At least nine banks operating in the country are battling with the risk of N300 billion decline in their interest income in the 2018 financial year, due to declining yield on government securities.

The banks are Stanbic IBTC, Fidelity Bank, Guaranty Trust Bank (GTBank), Access Bank, Zenith Bank, UBA, FBN Holdings (FBNH), Diamond Bank and FCMB.

Following the decision of the federal government to restructure its debt portfolio, by replacing domestic loan with foreign loan, the Central Bank of Nigeria (CBN) commenced a gradual reduction in yields on treasury bills.

Financial Vanguard analysis revealed that yield on 182 days treasury bills (TBs) for example declined from 17 percent in January 2017 to 13.65 percent January this year, representing decline of 330 basis points (bps).

With this trend expected to continue this year, this will translate to sharp decline in interest income for banks, while the banks frantically adjust their treasury positions as well as re-pricing their instruments.

On the average, the nine banks have 14.6 percent of their interest bearing assets in government securities.

Stanbic IBTC has the highest concentration of government securities as percentage of total interest bearing assets. The bank has 36.6 percent of its interest bearing assets in government securities, followed by GTB with 18.3 percent, FBN Holdings with 16.7 percent, UBA with 14.5 percent, and Zenith Bank with 14.4 percent.
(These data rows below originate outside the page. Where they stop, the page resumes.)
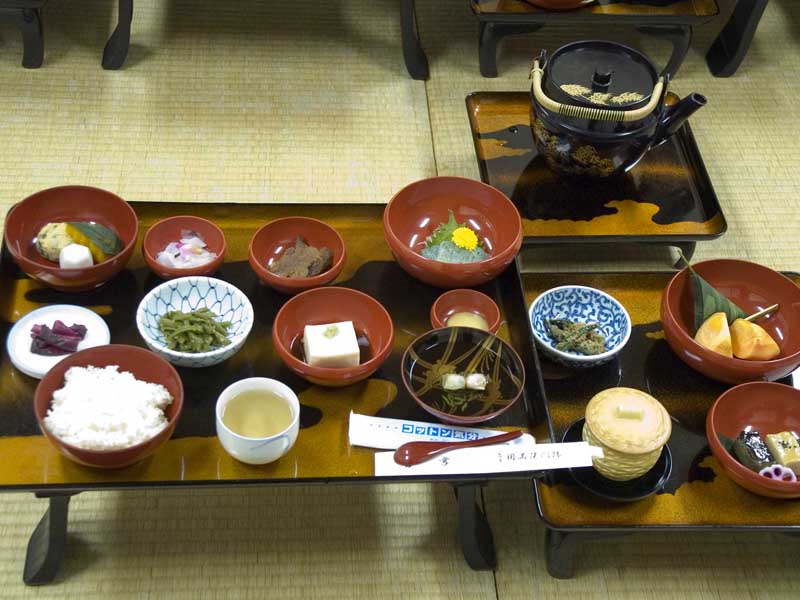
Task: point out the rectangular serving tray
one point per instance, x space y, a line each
666 198
698 492
194 456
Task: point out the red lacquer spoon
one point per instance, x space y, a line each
414 453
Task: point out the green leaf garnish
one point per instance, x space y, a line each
708 301
443 232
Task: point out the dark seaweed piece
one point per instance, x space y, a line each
750 450
58 340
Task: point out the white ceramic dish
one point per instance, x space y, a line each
18 343
191 293
258 451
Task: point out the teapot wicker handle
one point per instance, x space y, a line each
585 112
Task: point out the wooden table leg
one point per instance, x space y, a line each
29 22
46 545
116 49
490 36
681 38
731 46
474 532
414 55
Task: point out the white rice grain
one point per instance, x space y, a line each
103 409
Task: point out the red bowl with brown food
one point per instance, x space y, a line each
173 230
295 254
462 306
144 366
105 217
752 287
420 213
372 326
763 409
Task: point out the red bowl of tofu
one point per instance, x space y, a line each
324 354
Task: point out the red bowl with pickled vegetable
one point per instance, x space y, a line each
169 230
766 407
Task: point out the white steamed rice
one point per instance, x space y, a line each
103 409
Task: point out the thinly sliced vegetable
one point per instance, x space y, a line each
778 472
708 301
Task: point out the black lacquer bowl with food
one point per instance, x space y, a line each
462 375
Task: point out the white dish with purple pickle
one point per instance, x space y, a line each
43 337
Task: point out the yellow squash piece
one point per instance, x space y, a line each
751 342
715 335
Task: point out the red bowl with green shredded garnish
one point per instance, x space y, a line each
419 216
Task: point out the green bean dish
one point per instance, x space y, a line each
195 331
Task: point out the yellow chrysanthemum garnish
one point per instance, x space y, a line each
464 237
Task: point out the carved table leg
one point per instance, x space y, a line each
559 550
414 55
47 543
490 36
474 532
731 46
681 38
116 50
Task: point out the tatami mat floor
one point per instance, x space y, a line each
308 101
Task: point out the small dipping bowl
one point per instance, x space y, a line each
451 350
258 451
465 300
586 305
271 241
766 407
333 305
168 230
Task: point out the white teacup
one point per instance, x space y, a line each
258 451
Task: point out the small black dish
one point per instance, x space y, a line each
619 491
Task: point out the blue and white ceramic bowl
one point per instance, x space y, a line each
585 304
191 293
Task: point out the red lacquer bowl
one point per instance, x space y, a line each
752 287
768 408
144 365
69 203
169 230
333 305
272 240
465 300
416 210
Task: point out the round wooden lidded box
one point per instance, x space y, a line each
631 427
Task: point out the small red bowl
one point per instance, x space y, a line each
752 287
272 240
768 408
333 305
465 300
69 203
416 210
168 230
144 365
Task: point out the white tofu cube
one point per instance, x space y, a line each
75 256
333 345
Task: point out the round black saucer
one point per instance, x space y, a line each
619 491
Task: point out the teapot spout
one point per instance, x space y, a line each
675 116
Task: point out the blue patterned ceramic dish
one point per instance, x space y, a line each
191 293
585 304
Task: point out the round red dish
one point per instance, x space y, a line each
768 408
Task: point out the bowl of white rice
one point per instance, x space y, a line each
109 406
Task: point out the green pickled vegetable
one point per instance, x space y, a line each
196 331
708 301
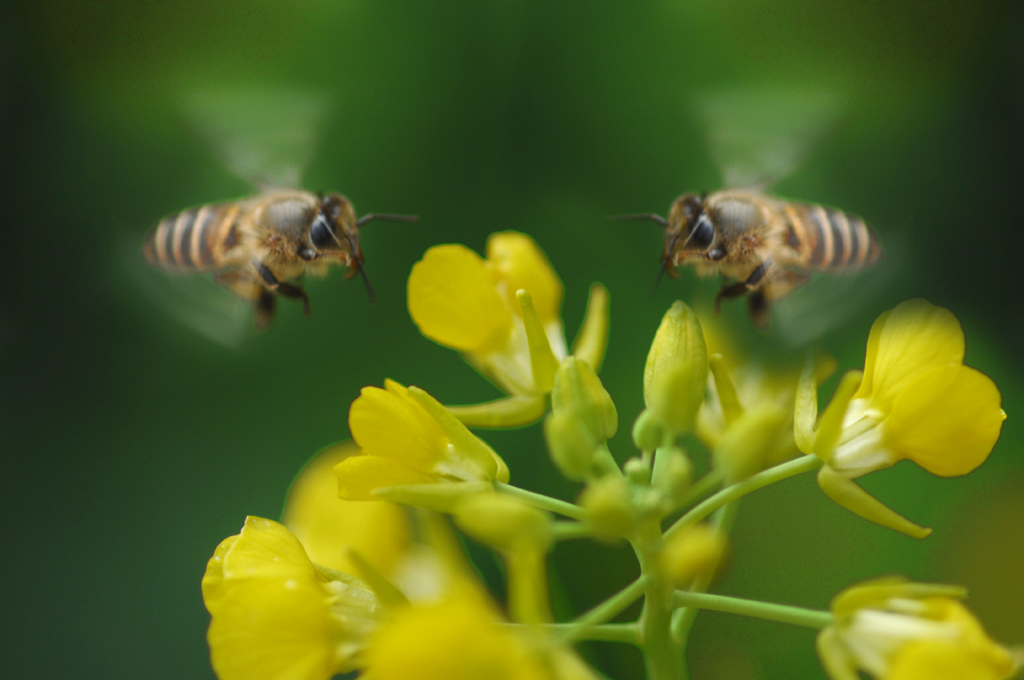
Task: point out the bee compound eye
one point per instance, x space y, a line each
704 234
320 232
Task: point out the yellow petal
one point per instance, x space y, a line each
946 420
328 525
388 424
913 337
359 475
942 660
266 550
273 630
459 639
213 580
453 300
521 264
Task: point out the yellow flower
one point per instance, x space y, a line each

Diamond Bank has the lowest concentration of 5.8 percent followed by FCMB with 6.3 percent, Access Bank with 8.4 percent and Fidelity Bank with 10.6 percent.

While analysts were of the view that this exposes the banks to risk of decline in net interest income as yields on government securities continue to trend downwards, the banks however pointed  to other factors that will help mitigate the risk to their interest income.

Impacts

Clement Adewuyi, an analyst with CadinalStone Partners, a Lagos based investment house, said that the nine banks will suffer decline in interest income ranging from 7.8 percent to 29.6 percent of their interest income in the 2018 operating year.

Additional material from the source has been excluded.